Atrabiliário e sectarista, imaginava os mais difíceis processos de perseguição aos
adversários. A tolerância representava para ele grave delito. Se alguém não rezasse por sua cartilha, ficava assinalado a ponto escuro. Disposto a contendas, embora a posição humilde que desfrutava, sabia complicar a situação dos desafetos, urdindo intrigas e ciladas contra eles.
Assim é que, certa feita, procurou o juiz que regia a comuna com benevolência e equidade e propôs-lhe a reconstrução do cárcere. A enxovia desmoronava-se.
Qualquer malfeitor provocava facilmente a evasão. As grades frágeis cediam ao assalto de qualquer um. Impossível o trabalho da detenção. Era necessário sustar o insulto à polícia.
Oferecia-se, desse modo, para sanar o problema. Daria novo aspecto ao cubículo. Prisão que fosse prisão.
O magistrado, velho experiente e bondoso, observou:
¯ Meu filho, a justiça deve ser exercida com amor, para que se não converta em
crueldade, porque lá vem um dia em que precisamos ser justiçados por nossa vez.

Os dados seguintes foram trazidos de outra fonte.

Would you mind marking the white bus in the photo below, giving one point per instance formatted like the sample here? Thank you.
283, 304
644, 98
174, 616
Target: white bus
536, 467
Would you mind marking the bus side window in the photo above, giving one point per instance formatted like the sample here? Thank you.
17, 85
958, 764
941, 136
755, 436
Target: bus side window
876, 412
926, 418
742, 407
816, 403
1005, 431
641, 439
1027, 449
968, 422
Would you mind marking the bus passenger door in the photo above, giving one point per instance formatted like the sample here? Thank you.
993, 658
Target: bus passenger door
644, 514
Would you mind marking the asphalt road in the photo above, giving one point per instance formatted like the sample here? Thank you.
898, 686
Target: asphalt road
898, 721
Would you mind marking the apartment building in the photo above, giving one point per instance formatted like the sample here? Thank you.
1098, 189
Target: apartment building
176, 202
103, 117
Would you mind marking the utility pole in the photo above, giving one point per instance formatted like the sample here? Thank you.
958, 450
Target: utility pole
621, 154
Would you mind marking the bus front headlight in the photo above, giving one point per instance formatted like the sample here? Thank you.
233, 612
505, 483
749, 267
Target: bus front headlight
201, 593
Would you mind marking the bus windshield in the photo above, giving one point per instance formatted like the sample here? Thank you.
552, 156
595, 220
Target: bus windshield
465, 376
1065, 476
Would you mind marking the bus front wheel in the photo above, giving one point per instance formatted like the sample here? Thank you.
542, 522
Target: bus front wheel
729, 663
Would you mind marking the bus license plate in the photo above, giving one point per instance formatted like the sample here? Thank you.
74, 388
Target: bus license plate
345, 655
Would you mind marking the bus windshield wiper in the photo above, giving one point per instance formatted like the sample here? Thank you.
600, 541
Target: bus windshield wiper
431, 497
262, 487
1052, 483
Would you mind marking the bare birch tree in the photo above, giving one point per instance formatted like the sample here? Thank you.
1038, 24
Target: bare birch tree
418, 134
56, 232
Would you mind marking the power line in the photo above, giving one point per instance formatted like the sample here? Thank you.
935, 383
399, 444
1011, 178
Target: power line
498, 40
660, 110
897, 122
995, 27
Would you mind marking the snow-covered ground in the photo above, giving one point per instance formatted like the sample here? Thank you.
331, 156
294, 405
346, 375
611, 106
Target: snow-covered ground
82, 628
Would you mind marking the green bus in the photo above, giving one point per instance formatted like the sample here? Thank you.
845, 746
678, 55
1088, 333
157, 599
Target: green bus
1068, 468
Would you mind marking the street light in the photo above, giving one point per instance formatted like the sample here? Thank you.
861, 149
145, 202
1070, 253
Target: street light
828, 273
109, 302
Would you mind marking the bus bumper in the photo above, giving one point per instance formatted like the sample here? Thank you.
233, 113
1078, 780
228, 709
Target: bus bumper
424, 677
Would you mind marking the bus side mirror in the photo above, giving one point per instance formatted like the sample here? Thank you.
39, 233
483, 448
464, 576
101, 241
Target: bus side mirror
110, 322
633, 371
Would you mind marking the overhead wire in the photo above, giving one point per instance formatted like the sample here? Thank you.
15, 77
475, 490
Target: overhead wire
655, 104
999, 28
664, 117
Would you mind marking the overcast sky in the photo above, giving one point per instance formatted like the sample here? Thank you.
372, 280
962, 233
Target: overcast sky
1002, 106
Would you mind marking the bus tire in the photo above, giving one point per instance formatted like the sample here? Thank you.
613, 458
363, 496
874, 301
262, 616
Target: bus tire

O moço, porém, insistiu. A cadeia menosprezada não merecia respeito.
Tanto reclamou que atingiu o objetivo a que se proponha.
Recebendo a concessão para reformar o cárcere, esmerou-se quanto pôde. Deu nova feição às grades. Criou um sistema de cadeados, pelo qual era impossível a escapatória. E no centro do acanhado recinto levantou pesada coluna de ferro, com algemas laboriosamente trabalhadas, impedindo a movimentação de quem fosse jungido a semelhante pelourinho. A ideia foi bem-sucedida. O serviço revelou-se tão eficiente que o jovem artífice foi procurado por autoridades de outros recantos e larga prosperidade abriu-lhe as portas. A novidade ofereceu-lhe fama e fortuna.
Durante vinte anos, coadjuvado por operários diversos, o nosso ambicioso amigo fabricou prisões para numerosas cidades do seu tempo. Senhor de vasto patrimônio material, transferiu residência do vilarejo provinciano para grande metrópole e, certa noite supondo defender-se, cometeu leve falta que inimigos gratuitos se incumbiram de solenizar.
O antigo ferreiro foi preso, de imediato. Internado, mentalizou a ajuda de companheiros que o auxiliassem na fuga, mas, assombrado, reconheceu, pela marca dos ferros, que fora trancafiado num cárcere de sua própria fabricação, sofrendo rigorosa pena que, começando por acabrunhá-lo, acabou por infligir lhe a morte.
Terminada a história rápida, fixou-nos de maneira expressiva e rematou:
¯ Somente a compaixão pode salvar-nos, soerguendo-nos do abismo de nossas próprias faltas. Qualquer punição extremada que receitarmos para os outros será como a prisão do ferreiro intransigente. Os laços que armarmos contra o próximo serão inevitável flagelo para nós mesmos.
Logo após, sem dar-nos tempo para qualquer indagação, sorriu com serenidade e seguiu adiante.